Cards of admission to the executive mansion was issued to the number of 600—forty of which were to the clergymen and twenty to the members of the press. The rest included the Governors of nearly all the loyal States, friends of the family, and those mentioned already.

Perhaps the most touching grief, which moved all present, was that of little Thaddeus Lincoln, the favorite son. He and his elder brother were the only mourners of the family present during the funeral solemnities.

President Johnson stood beside the remains of his lamented predecessor during the funeral oration.

Gen. Grant stood at the head of the corpse, while the members of the Cabinet and ex-Vice-President Hamlin were grouped about these eminent personages.

Rev. Dr. Hall, Rector of the Church of the Epiphany, rose and read a portion of the Episcopalian service for the burial of the dead.

Bishop-Simpson, of the Methodist Church, then offered a prayer, in which he fervently alluded to the emancipation proclamation and other noted deeds performed by President Lincoln.

lincoln-body

President Lincoln’s body lying in wake in New York City.

Rev. Dr. Gurley then read a funeral oration. At 2 p. M. the funeral procession started. All the bells in the city were toiled, while minute guns were fi-ed. Pennsylvania avenue, from the Treasury building to the Capitol, was entirely clear from curb to curb.

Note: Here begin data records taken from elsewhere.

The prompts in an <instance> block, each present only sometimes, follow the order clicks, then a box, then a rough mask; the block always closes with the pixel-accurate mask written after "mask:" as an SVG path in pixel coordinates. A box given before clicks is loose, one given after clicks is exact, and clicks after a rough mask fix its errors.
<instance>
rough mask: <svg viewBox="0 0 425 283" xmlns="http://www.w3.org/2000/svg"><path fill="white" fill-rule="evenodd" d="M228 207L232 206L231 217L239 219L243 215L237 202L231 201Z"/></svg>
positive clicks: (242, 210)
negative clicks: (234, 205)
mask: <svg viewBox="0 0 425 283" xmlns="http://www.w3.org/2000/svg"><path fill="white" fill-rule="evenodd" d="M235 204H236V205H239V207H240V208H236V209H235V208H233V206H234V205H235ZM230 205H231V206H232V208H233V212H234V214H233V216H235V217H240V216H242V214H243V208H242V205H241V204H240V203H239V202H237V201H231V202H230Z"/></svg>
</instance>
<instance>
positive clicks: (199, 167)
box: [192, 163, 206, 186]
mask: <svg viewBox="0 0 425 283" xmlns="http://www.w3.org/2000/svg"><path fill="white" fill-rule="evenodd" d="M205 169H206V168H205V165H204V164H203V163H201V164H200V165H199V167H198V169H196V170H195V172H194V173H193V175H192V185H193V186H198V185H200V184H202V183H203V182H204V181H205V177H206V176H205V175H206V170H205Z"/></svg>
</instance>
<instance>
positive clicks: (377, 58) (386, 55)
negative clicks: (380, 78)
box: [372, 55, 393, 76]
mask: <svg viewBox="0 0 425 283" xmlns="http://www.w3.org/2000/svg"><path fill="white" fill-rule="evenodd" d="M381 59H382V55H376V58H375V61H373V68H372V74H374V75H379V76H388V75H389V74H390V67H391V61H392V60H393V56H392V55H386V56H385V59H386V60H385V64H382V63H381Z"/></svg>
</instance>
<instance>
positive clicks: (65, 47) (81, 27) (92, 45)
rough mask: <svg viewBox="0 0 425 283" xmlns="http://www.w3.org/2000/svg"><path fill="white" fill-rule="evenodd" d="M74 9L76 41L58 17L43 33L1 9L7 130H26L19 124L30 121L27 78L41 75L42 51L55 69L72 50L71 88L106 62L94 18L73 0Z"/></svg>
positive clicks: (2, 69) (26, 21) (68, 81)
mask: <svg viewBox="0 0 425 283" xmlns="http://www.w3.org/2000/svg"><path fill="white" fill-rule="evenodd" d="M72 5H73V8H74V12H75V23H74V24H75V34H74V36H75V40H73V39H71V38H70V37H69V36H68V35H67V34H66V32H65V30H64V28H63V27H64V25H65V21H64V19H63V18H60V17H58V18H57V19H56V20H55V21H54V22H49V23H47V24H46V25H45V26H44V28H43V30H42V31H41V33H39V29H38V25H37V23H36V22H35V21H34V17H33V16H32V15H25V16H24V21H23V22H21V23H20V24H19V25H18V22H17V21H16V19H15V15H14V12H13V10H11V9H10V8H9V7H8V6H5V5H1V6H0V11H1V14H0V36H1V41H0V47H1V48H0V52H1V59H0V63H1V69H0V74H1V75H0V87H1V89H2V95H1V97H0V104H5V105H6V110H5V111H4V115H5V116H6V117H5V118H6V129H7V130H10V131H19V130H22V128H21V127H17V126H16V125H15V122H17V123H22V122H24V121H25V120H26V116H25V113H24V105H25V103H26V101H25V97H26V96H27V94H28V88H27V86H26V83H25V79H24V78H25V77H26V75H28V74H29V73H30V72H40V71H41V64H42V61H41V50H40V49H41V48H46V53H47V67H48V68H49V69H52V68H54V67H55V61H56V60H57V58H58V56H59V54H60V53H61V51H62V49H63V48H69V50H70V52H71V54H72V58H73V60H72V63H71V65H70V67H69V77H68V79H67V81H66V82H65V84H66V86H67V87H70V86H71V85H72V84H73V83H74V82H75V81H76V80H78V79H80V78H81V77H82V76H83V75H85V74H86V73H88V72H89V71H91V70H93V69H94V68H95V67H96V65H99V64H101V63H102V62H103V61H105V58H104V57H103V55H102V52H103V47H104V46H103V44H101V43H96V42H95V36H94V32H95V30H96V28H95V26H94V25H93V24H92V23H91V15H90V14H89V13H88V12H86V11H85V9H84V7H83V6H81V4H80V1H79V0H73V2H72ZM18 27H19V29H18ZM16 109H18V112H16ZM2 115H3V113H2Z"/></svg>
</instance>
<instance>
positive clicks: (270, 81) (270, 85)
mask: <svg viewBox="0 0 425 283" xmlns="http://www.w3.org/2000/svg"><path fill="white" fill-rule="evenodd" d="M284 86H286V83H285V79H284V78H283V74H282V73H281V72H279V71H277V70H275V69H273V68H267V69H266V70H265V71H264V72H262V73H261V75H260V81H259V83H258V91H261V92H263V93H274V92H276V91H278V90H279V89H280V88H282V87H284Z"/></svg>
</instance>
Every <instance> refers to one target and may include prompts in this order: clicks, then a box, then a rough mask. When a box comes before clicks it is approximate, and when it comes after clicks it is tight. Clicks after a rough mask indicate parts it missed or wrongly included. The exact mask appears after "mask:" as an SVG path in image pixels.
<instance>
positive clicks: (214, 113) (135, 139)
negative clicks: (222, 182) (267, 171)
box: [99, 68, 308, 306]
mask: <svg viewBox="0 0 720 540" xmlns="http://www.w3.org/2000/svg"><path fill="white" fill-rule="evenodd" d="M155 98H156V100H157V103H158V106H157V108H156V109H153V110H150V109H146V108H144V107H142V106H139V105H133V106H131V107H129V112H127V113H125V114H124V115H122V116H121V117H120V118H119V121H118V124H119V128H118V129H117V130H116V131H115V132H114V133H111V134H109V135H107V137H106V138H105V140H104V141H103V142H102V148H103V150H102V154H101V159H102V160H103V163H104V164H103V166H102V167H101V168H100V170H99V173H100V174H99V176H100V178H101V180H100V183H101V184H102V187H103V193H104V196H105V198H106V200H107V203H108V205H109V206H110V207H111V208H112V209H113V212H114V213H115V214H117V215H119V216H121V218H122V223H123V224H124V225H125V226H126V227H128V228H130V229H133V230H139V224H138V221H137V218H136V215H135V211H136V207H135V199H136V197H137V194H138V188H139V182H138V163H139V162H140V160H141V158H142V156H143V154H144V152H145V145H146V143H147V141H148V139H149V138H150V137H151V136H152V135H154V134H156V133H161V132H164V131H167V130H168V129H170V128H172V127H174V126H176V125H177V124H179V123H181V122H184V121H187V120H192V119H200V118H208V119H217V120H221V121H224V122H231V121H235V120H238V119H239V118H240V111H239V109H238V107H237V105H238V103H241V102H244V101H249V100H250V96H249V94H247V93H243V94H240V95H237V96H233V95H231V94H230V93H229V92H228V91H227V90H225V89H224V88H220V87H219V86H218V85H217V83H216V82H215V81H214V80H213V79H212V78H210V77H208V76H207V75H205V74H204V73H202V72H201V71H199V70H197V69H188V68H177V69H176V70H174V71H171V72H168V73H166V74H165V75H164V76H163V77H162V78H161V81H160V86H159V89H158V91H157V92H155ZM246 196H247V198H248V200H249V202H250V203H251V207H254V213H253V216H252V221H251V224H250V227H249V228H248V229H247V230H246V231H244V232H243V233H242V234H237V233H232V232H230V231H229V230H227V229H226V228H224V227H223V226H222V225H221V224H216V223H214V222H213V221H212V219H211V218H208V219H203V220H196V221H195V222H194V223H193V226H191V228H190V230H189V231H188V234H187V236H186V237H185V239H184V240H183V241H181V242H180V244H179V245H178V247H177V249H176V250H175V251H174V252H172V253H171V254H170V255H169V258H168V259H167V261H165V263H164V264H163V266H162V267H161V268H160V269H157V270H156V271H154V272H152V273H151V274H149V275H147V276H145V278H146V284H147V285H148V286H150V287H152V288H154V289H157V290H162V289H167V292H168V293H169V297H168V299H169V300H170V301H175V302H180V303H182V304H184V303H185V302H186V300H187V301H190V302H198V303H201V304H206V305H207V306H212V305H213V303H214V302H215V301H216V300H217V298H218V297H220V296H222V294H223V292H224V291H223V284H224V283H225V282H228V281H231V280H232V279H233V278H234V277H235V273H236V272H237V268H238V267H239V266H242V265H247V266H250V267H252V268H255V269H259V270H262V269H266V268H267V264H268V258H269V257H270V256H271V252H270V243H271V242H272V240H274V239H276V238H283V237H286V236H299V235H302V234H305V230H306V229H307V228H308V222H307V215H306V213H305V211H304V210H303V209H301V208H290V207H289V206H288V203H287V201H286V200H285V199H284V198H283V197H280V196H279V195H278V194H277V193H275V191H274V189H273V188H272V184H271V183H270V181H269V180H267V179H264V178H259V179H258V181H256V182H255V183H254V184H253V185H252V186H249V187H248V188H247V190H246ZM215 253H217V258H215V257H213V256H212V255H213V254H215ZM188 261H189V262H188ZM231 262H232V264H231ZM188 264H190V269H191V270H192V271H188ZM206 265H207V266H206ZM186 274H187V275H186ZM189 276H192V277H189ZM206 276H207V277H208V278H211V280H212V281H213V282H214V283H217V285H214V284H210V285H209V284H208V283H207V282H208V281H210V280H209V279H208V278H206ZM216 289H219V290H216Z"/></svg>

The procession moved, headed by a colored regiment with arms trailed, pretty much in the order of the published programme.

From the house tops, where thousands were congregated, the sight was the most sublime and magnificent one ever seen in this city or country. The forts across the Potomac sent up their curling smoke to join the echo of the minute guns that were fired in the city limits.

Preceding the hearse was the military escort, over one mile long. At short intervals bands discoursed dirges and drums beat muffled sounds.

After the hearse came the family, consisting only of Robert Lincoln and his little brother, and their relatives. Mrs Lincoln did not go out.

The procession was two hours and ten minutes passing a given point, being about three miles long. The centre of it had reached the Capital and was returning before the rear had left Willard’s.

To-morrow the remains will lie in state, and the next day they will go under escort to Illinois by way of Baltimore, Harrisburg, Pittsburgh and Chicago, to Springfield, and thus will end the funeral of ABRAHAM LINCOLN.